Sin storms will create an experience in your home that will leave all family members feeling like they are swirling in some sort of tornado. When you are the spouse who has something to hide, exposed shame will hit your fantasy world like a ton of bricks. You begin to see your web of lies and now feel stuck in a mess you’ve created. When you are the spouse who is shocked with decisions made right under your nose, your world feels like it no longer makes sense and your sense of security feels like it just flew out the window with the storm.
All this chaos disrupts the very foundation of your home. You both feel like Dorothy in The Wizard of Oz being taken off to a distant land while longing and clicking your heels to just get back home. Your home. The home that as you both unpacked boxes you were declaring was your safe place from a scary world. But when these sin storms happen in your home, it doesn’t matter if there was a forecast warning or not. You will both feel crushed, and home won’t feel as safe anymore.
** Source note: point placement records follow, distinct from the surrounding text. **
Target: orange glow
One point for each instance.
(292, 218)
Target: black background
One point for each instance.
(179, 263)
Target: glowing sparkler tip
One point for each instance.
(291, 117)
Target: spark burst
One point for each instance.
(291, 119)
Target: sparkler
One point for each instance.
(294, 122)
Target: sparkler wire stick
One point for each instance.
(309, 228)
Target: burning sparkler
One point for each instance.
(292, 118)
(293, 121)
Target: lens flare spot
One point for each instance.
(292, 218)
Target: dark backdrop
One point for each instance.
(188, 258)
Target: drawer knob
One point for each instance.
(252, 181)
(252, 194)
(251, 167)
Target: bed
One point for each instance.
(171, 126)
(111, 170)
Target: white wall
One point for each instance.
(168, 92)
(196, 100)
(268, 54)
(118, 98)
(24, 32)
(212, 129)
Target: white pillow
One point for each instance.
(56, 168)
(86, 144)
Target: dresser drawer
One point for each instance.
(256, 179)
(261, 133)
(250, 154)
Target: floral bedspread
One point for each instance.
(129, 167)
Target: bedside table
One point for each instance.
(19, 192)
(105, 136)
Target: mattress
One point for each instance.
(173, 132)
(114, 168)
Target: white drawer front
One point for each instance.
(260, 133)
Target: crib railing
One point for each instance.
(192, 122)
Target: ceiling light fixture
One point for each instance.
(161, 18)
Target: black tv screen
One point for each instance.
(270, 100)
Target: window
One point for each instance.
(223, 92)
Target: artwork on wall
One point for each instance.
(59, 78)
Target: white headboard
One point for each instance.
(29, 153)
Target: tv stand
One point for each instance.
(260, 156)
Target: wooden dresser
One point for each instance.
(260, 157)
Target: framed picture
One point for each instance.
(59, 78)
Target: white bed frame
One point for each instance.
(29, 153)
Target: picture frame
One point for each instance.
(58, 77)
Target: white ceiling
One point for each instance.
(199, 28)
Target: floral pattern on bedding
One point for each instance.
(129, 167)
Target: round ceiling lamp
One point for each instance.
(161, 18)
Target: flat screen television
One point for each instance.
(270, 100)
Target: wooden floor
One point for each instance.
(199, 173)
We have all gone through storms. We might give varying definitions on what a category 2 versus a category 5 hurricane may look like in our house, but most of us have felt one, and know too well the scary reality of walking through and standing next to an unpredictable storm.
Marital Storms
Wherever you are today, whatever area you live in, and whatever season you are going through, one thing we have in common is that we share the same weather forecast. It just hits at different points in our lives, and the impact may look different in yours than it does in mine.
For the sake of these pages, and for the place you are at right now in your life, we are going to focus on the storms related to your marital relationship. You may be bracing for impact, buying the store out of milk and bread so that you can make it through the marital storm you are in.
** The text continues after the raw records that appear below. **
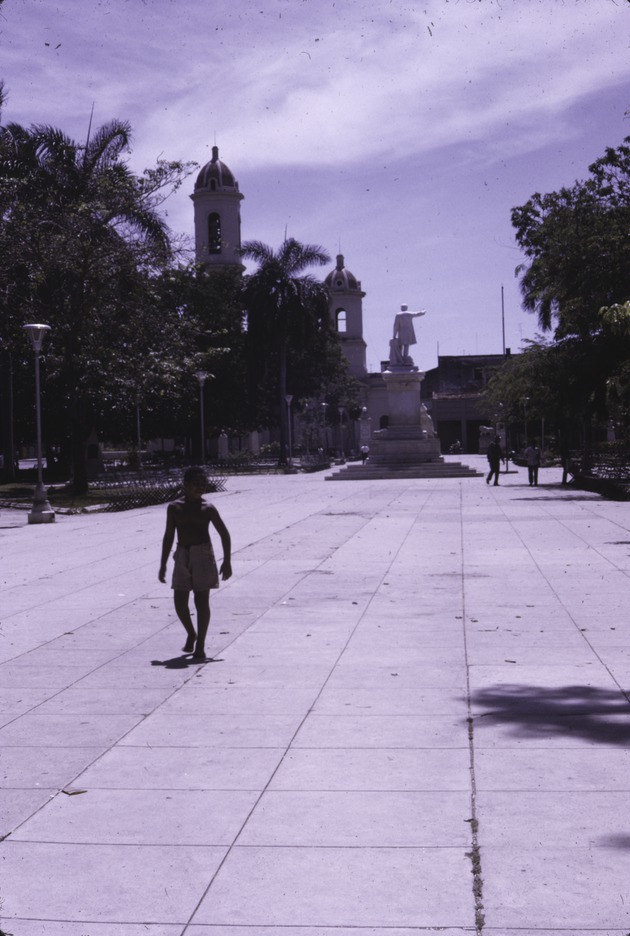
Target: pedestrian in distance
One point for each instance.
(195, 567)
(532, 455)
(495, 456)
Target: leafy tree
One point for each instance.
(81, 242)
(209, 311)
(289, 336)
(577, 247)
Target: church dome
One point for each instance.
(340, 278)
(215, 176)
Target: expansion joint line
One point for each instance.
(475, 852)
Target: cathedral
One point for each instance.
(217, 218)
(451, 391)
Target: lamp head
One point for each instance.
(37, 333)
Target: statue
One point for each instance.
(404, 333)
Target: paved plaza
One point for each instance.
(416, 718)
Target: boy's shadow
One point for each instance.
(183, 662)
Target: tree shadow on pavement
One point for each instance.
(598, 716)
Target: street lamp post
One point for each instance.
(202, 377)
(341, 412)
(289, 398)
(41, 511)
(525, 401)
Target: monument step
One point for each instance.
(389, 472)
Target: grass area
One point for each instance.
(58, 496)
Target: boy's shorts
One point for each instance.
(195, 568)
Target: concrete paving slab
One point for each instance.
(177, 768)
(141, 817)
(381, 731)
(396, 699)
(374, 769)
(336, 931)
(563, 819)
(219, 731)
(230, 699)
(372, 819)
(353, 887)
(556, 730)
(584, 768)
(36, 767)
(18, 805)
(262, 676)
(80, 701)
(101, 882)
(547, 888)
(60, 928)
(36, 729)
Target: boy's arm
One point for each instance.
(167, 542)
(226, 543)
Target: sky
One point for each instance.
(400, 134)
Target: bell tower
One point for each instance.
(217, 202)
(346, 313)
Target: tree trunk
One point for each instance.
(282, 460)
(79, 447)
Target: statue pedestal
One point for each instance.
(406, 441)
(408, 448)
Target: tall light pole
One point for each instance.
(289, 398)
(341, 412)
(202, 377)
(41, 511)
(525, 401)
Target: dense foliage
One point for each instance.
(577, 280)
(81, 242)
(291, 346)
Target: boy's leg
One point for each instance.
(182, 610)
(202, 604)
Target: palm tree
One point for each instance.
(285, 308)
(80, 233)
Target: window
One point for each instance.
(214, 233)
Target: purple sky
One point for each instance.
(404, 132)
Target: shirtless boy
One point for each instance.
(195, 568)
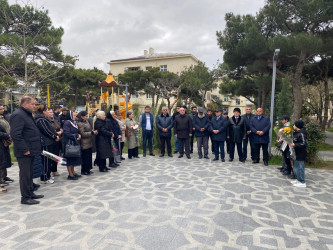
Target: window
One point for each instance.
(133, 68)
(164, 68)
The marriage you are sitting in right now that may contain tornadoes of yelling. The marital storm that has you questioning whether you both should just evacuate. The marital lightning-bolts of lying, swarms of secrets, infidelity, abuse, isolation, and addiction, are shaking the foundation of everything you once thought was stable and secure.
You are in a storm, and you know you can’t live like this any longer.
So much is happening, so much that you are almost speechless, feeling formless, and unable to think without clarity. These storms are consuming, suffocating, and emotionally heartbreaking to the fiber of your being.
We all have a Storm Story
I talk about storms with familiarity because I have the scars of walking through them and my husband and I have the story of strength and hope of persevering through some of the scariest circumstances we wouldn’t wish anyone had to experience. But others do, I have heard their stories. I have listened to the heartbreaking stories of the pieces people don’t like to talk about. There is so much sadness, but I see hope and strength in every crevice that sadness attempts to surface. The stories I hear of people opening up with a courageous vulnerability show me that every person has a story much like each finger has a unique print, and every storm has a unique effect.
A sin storm can tear your personal world apart, and with greater influence is the effects your sinful decisions will have on the life of your entire family. In a marriage, we see the beauty of blending two people together, but when a storm enters that marriage, it aims to destroy what was meant to be brought together.
As we go forward, we will uncover how to walk through a marital storm, how to survive the darkest days where you see no end in the marriage that presently feels hopeless, and how to look in the mirror again and see someone that has value. We will uncover the reality of a tomorrow that seems impossible to even fathom at this point. There is a tomorrow coming, this storm will have an end, and with intentionality, there will be a purpose to this storm as it turns into a part of your story instead of the identity of your life.